Menurutnya, selain tidak mengantongi izin mendirikan bangunan (IMB), dua pabrik dengan kapasitas produksi 120 juta tahu per bulan itu juga belum memiliki izin Pangan Industri Rumah Tangga (PIRT) dari Dinas Kesehatan setempat. Dace menyebutkan keduanya hanya memiliki Surat Izin Usaha Perdagangan (SIUP) yang digunakan untuk keperluan distribusi produk ke berbagai pasar di beberapa daerah.
"Produksi tahu ini berdasarkan data di dinas yang bersangkutan memiliki surat izin perdagangan sejak 9 Maret 2019," kata Dace.

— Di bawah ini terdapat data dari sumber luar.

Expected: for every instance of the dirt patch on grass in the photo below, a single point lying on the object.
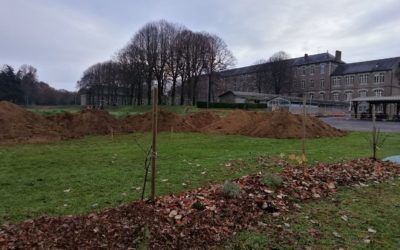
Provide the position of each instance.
(21, 126)
(276, 124)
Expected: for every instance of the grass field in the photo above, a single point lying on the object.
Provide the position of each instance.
(122, 111)
(78, 176)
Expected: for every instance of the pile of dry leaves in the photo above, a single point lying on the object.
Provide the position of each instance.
(197, 219)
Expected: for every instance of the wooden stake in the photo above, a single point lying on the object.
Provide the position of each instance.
(374, 141)
(154, 144)
(303, 146)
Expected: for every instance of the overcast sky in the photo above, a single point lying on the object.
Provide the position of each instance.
(63, 38)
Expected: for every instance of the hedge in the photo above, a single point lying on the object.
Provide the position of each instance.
(232, 105)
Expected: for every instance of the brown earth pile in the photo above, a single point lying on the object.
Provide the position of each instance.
(87, 122)
(21, 126)
(276, 124)
(167, 121)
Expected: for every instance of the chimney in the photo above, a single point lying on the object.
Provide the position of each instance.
(338, 55)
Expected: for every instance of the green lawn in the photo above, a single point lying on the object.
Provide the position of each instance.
(121, 111)
(341, 222)
(78, 176)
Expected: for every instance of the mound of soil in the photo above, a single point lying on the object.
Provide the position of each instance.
(275, 124)
(167, 121)
(202, 119)
(20, 126)
(234, 123)
(283, 124)
(87, 122)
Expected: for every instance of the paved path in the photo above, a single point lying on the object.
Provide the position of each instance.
(358, 125)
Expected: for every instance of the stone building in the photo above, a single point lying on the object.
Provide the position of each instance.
(321, 77)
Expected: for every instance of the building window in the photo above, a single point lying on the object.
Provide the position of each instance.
(363, 78)
(322, 83)
(379, 77)
(349, 95)
(336, 81)
(335, 96)
(312, 70)
(349, 80)
(303, 84)
(322, 68)
(362, 93)
(378, 92)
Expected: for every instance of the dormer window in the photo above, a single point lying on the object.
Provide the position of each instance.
(379, 77)
(322, 68)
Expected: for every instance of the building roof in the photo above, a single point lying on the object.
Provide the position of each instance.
(392, 99)
(249, 95)
(314, 59)
(367, 66)
(240, 71)
(298, 61)
(292, 99)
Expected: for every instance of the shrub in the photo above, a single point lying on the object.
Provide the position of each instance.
(232, 105)
(230, 190)
(272, 180)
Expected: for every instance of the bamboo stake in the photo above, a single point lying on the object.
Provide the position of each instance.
(154, 144)
(303, 145)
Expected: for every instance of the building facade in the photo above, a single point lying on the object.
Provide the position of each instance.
(320, 77)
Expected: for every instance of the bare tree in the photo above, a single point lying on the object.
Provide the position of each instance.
(280, 72)
(28, 78)
(262, 75)
(175, 61)
(217, 57)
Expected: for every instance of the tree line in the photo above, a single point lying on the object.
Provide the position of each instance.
(23, 87)
(169, 53)
(275, 75)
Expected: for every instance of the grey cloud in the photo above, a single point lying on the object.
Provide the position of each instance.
(63, 38)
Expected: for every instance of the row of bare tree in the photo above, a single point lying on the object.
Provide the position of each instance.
(23, 87)
(171, 54)
(275, 75)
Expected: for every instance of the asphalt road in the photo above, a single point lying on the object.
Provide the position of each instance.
(345, 123)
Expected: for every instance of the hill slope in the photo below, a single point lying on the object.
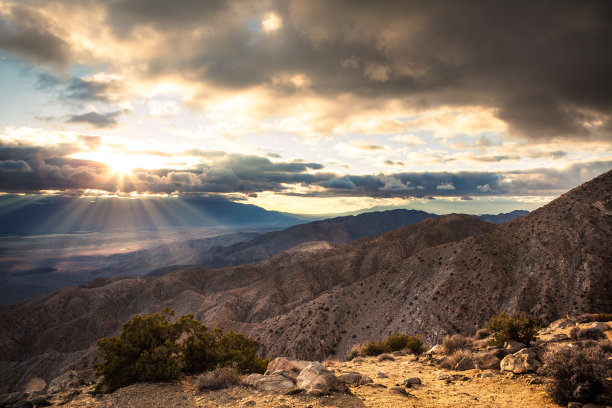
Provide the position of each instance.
(440, 276)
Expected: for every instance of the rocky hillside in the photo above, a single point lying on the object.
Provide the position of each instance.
(443, 275)
(340, 229)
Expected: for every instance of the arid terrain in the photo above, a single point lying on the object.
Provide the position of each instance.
(441, 276)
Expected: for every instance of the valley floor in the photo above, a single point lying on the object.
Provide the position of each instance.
(498, 390)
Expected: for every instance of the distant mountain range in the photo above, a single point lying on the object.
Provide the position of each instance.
(25, 215)
(440, 276)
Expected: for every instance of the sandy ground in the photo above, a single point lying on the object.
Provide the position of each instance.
(499, 390)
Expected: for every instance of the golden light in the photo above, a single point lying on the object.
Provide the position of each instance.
(271, 22)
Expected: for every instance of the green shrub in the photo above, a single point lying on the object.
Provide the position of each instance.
(220, 378)
(398, 342)
(577, 373)
(148, 349)
(456, 342)
(518, 326)
(372, 348)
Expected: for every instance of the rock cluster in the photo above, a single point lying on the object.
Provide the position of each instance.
(292, 376)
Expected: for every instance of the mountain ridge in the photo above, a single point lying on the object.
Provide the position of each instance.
(441, 276)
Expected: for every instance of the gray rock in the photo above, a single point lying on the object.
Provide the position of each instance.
(599, 325)
(523, 361)
(487, 361)
(271, 383)
(437, 349)
(35, 384)
(316, 377)
(411, 381)
(561, 324)
(511, 347)
(354, 378)
(285, 364)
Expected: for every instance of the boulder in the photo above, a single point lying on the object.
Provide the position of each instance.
(561, 324)
(411, 381)
(487, 361)
(316, 378)
(354, 378)
(437, 349)
(599, 325)
(273, 383)
(523, 361)
(285, 364)
(35, 385)
(290, 375)
(511, 347)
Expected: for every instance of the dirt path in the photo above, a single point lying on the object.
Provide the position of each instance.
(498, 390)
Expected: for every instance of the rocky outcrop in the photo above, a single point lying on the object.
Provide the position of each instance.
(354, 378)
(316, 379)
(521, 362)
(443, 275)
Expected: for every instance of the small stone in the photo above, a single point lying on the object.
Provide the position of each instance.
(400, 391)
(411, 381)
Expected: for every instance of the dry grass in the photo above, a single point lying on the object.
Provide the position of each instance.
(219, 378)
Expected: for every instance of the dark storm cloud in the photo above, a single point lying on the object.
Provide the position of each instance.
(27, 33)
(544, 65)
(98, 120)
(125, 15)
(31, 168)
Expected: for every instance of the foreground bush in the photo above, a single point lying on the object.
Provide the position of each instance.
(456, 342)
(577, 373)
(219, 378)
(395, 342)
(148, 349)
(518, 326)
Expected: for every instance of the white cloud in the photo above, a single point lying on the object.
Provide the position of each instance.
(445, 186)
(484, 188)
(167, 108)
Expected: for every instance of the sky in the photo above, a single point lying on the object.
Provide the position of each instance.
(307, 106)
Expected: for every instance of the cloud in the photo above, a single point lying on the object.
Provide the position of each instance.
(26, 32)
(445, 186)
(485, 188)
(166, 108)
(547, 80)
(411, 140)
(98, 120)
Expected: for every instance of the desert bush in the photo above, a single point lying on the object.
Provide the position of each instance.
(386, 357)
(482, 334)
(460, 360)
(450, 344)
(577, 373)
(219, 378)
(372, 348)
(146, 350)
(518, 326)
(588, 333)
(156, 348)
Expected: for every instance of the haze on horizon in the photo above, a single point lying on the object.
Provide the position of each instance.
(307, 106)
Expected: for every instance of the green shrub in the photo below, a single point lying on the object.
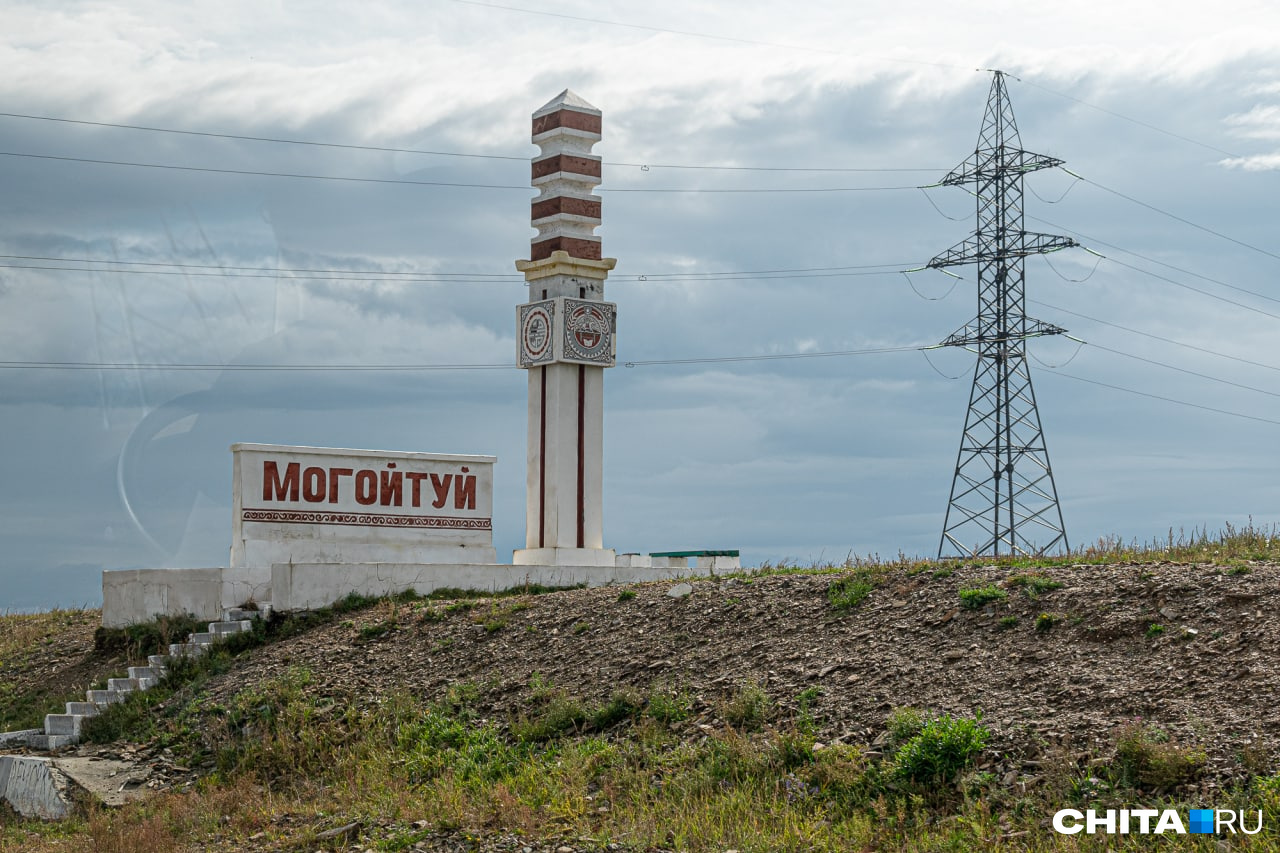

Ia bersama instansi lain akan berkoordinasi untuk melakukan penyegelan terhadap dua pabrik tahu tersebut pada Senin, 13 Juni 2022, meski sejak Sabtu siang aktivitas produksi tahu sudah dihentikan paksa oleh BPOM.
Sebelumnya, Kepala BPOM RI Penny K Lukito menyebutkan bahwa pihaknya mendapati 38 kilogram formalin jenis serbuk dan 60 kilogram formalin jenis cair dari dua pabrik tahu yang berlokasi di Kecamatan Parung, Bogor. Menurutnya, BPOM bersama Kepolisian juga menyita sekitar 1.500 tahu yang siap didistribusikan ke tiga pasar di berbagai daerah, yakni Pasar Ciputat, Pasar Parung, dan Pasar Jembatan Dua Jakarta.
Penny menyebutkan, sebagai sanksi awal, kedua pabrik tersebut ditutup sehingga tidak ada aktivitas produksi tahu. Kemudian, kedua pemiliknya yang berinisial S (35) dan N (45) segera ditetapkan sebagai tersangka.
"Berdasarkan Undang-undang pangan, sanksinya lima tahun penjara atau denda Rp 10 miliar, karena ini menggunakan bahan berbahaya untuk pangan," kata Penny.